Fr. Lazar Arasu, the Director of Don Bosco Palabek Refugee Services. Credit: Courtesy

Schools attended by refugees in Uganda have registered a low turnout of students as learners continue to throng the country’s various learning institutions that reopened on Monday, January 10 after nearly two years of closure.

Fr. Lazar Arasu, the chaplain in charge of pastoral work at Don Bosco Palabek Refugee Services, which runs a number of learning institutions in Uganda’s Catholic Archdiocese of Gulu, told ACI Africa that some refugee settlement camps in the country may have lost more than half their registered students, with an attendance of as low as 44 percent.
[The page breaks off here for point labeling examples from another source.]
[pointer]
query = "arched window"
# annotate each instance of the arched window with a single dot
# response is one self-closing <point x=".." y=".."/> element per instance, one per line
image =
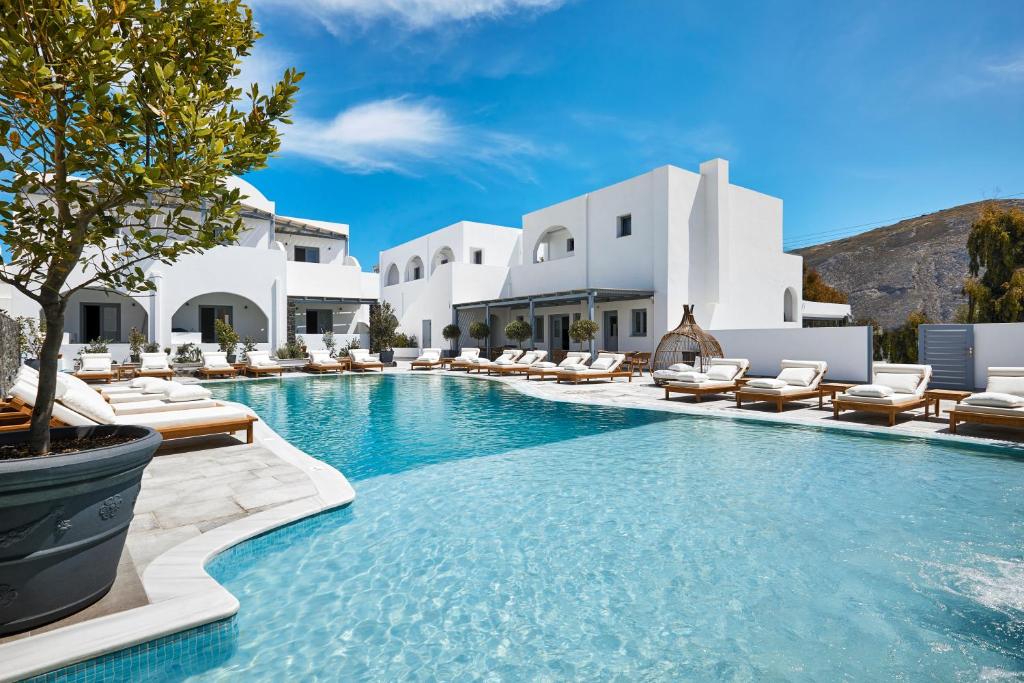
<point x="790" y="305"/>
<point x="443" y="255"/>
<point x="414" y="269"/>
<point x="556" y="243"/>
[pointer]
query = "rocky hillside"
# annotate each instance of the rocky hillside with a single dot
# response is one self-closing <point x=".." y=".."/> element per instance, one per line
<point x="918" y="263"/>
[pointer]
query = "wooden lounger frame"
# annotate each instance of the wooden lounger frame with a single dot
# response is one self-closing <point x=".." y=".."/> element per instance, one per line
<point x="259" y="372"/>
<point x="221" y="372"/>
<point x="576" y="378"/>
<point x="780" y="399"/>
<point x="697" y="392"/>
<point x="166" y="374"/>
<point x="95" y="377"/>
<point x="991" y="419"/>
<point x="203" y="429"/>
<point x="840" y="404"/>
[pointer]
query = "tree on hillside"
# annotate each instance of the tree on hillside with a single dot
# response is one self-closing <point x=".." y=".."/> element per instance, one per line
<point x="122" y="115"/>
<point x="994" y="287"/>
<point x="816" y="289"/>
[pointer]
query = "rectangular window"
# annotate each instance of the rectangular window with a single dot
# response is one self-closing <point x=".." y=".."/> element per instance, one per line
<point x="307" y="254"/>
<point x="625" y="225"/>
<point x="639" y="323"/>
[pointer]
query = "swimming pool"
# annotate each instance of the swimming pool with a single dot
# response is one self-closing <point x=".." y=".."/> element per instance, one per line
<point x="502" y="537"/>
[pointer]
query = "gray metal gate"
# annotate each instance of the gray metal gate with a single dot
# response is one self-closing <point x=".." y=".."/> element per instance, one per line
<point x="949" y="350"/>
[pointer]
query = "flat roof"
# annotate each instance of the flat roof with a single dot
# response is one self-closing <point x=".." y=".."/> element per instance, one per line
<point x="556" y="298"/>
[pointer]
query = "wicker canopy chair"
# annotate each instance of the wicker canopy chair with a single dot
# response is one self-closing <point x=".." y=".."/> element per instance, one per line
<point x="687" y="343"/>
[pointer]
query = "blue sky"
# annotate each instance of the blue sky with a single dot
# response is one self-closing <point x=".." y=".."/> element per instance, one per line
<point x="416" y="114"/>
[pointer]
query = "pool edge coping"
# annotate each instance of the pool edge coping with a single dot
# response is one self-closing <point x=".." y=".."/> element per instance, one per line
<point x="182" y="595"/>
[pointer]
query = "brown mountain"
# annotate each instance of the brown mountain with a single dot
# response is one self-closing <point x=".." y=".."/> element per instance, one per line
<point x="890" y="271"/>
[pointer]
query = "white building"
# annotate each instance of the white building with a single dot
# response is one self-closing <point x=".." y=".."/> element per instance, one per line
<point x="628" y="256"/>
<point x="286" y="276"/>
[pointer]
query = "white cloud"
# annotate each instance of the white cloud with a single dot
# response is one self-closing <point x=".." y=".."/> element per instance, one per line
<point x="415" y="14"/>
<point x="402" y="135"/>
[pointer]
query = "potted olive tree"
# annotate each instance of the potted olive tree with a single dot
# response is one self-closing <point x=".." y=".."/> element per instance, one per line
<point x="452" y="333"/>
<point x="383" y="325"/>
<point x="119" y="120"/>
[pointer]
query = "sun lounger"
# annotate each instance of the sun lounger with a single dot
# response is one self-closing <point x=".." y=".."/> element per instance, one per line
<point x="721" y="377"/>
<point x="895" y="388"/>
<point x="1000" y="404"/>
<point x="95" y="368"/>
<point x="76" y="407"/>
<point x="799" y="380"/>
<point x="431" y="357"/>
<point x="520" y="366"/>
<point x="465" y="358"/>
<point x="364" y="359"/>
<point x="605" y="367"/>
<point x="321" y="361"/>
<point x="215" y="365"/>
<point x="508" y="355"/>
<point x="259" y="364"/>
<point x="545" y="369"/>
<point x="154" y="365"/>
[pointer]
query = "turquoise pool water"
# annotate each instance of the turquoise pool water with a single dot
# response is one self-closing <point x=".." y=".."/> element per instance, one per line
<point x="498" y="537"/>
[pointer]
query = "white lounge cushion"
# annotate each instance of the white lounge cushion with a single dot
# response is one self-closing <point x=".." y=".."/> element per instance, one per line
<point x="215" y="360"/>
<point x="873" y="390"/>
<point x="182" y="418"/>
<point x="722" y="373"/>
<point x="691" y="377"/>
<point x="320" y="356"/>
<point x="767" y="383"/>
<point x="154" y="361"/>
<point x="89" y="403"/>
<point x="156" y="406"/>
<point x="995" y="399"/>
<point x="798" y="376"/>
<point x="186" y="392"/>
<point x="96" y="363"/>
<point x="898" y="382"/>
<point x="1005" y="384"/>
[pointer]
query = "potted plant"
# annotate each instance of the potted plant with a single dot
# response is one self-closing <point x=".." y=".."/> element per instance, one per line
<point x="518" y="331"/>
<point x="136" y="340"/>
<point x="452" y="333"/>
<point x="383" y="324"/>
<point x="125" y="136"/>
<point x="479" y="330"/>
<point x="227" y="338"/>
<point x="583" y="331"/>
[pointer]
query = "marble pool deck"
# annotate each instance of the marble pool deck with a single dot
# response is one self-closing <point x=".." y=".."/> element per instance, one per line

The member of the Salesians of Don Bosco (SDB) said that while a negligible percentage of learners from well-to-do families continued with online studies when schools in Uganda were closed in March 2020 in adherence to COVID-19 restrictions, many children, especially from poor backgrounds including refugees, ditched studies.
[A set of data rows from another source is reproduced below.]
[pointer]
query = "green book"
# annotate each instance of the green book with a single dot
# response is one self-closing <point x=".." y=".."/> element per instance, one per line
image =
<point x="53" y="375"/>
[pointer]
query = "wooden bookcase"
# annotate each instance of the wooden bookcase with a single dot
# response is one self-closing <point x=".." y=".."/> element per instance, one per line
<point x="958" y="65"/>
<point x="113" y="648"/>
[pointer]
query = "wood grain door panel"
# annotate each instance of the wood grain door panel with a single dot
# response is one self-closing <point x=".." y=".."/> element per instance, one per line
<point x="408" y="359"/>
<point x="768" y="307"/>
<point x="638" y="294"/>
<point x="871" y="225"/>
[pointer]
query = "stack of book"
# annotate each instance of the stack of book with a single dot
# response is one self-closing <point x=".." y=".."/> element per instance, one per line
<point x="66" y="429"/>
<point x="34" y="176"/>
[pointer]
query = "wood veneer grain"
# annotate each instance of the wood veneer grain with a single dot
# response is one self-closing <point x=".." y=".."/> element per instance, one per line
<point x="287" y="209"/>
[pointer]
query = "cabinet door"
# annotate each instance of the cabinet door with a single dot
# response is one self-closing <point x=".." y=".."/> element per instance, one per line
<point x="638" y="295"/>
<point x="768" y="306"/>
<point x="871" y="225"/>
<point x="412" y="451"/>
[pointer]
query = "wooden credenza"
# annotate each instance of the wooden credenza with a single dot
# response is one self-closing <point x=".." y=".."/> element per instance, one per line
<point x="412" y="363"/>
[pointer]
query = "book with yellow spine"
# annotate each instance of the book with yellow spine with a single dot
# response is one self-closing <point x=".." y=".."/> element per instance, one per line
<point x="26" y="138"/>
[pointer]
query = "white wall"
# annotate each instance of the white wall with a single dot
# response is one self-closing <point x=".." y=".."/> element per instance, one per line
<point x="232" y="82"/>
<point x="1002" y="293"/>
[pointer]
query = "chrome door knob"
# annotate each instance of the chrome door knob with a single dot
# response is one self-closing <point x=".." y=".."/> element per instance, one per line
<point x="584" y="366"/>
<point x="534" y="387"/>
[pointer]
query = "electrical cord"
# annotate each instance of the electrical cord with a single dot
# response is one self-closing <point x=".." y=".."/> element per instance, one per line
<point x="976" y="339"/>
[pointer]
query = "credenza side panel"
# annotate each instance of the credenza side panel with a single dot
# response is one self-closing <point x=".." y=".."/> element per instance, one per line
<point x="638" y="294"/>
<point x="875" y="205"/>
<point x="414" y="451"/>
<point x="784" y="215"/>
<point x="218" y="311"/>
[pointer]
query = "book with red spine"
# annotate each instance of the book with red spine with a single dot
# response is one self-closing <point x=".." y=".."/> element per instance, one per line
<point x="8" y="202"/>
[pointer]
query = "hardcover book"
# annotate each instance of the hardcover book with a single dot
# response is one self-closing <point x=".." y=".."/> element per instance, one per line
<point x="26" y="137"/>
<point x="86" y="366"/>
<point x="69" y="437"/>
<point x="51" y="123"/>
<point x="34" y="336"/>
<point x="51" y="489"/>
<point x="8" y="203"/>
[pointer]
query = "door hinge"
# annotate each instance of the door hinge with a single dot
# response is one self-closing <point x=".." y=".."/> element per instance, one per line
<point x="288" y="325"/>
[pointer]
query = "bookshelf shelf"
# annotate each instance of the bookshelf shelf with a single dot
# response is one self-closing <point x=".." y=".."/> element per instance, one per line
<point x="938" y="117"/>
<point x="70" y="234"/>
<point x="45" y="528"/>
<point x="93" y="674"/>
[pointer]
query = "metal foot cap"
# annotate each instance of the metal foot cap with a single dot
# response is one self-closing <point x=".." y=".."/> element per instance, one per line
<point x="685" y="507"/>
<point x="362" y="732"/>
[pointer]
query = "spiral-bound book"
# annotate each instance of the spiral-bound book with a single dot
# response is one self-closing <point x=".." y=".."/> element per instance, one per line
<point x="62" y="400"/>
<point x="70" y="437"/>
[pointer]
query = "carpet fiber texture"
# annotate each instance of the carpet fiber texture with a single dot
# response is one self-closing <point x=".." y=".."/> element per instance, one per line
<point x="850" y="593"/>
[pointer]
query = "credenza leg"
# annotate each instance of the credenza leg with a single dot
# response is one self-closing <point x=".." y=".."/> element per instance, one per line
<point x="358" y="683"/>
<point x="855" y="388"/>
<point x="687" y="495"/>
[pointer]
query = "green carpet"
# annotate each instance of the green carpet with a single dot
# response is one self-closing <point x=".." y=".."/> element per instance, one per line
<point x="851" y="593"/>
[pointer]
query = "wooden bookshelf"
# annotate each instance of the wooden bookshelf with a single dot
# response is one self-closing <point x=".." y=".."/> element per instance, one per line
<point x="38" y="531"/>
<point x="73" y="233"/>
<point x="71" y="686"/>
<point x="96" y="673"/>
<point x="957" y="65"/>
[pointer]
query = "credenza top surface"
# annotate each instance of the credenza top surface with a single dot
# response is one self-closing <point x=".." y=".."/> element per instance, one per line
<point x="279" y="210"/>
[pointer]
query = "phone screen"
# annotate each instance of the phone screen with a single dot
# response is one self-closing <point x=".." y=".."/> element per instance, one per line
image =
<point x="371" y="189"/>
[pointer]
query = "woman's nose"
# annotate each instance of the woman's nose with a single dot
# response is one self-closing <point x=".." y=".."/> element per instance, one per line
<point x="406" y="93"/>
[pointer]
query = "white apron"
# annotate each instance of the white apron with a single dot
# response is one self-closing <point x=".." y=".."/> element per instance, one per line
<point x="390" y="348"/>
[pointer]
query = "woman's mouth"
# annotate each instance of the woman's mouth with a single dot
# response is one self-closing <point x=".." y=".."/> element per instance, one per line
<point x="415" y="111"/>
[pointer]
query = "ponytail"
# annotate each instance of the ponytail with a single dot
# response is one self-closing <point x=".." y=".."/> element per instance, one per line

“Refugee Settlement camps are registering low turn up of students since Monday (January 10) when the schools were reopened. A few camps register only 44 percent of reporting (students),” Fr. Arasu told ACI Africa on Thursday, January 13.

He said that the 22-month closure of schools in the East African nation, which has been described as the world’s lengthiest has presented a lot of challenges for parents and caregivers who will now struggle to enroll their children back to class.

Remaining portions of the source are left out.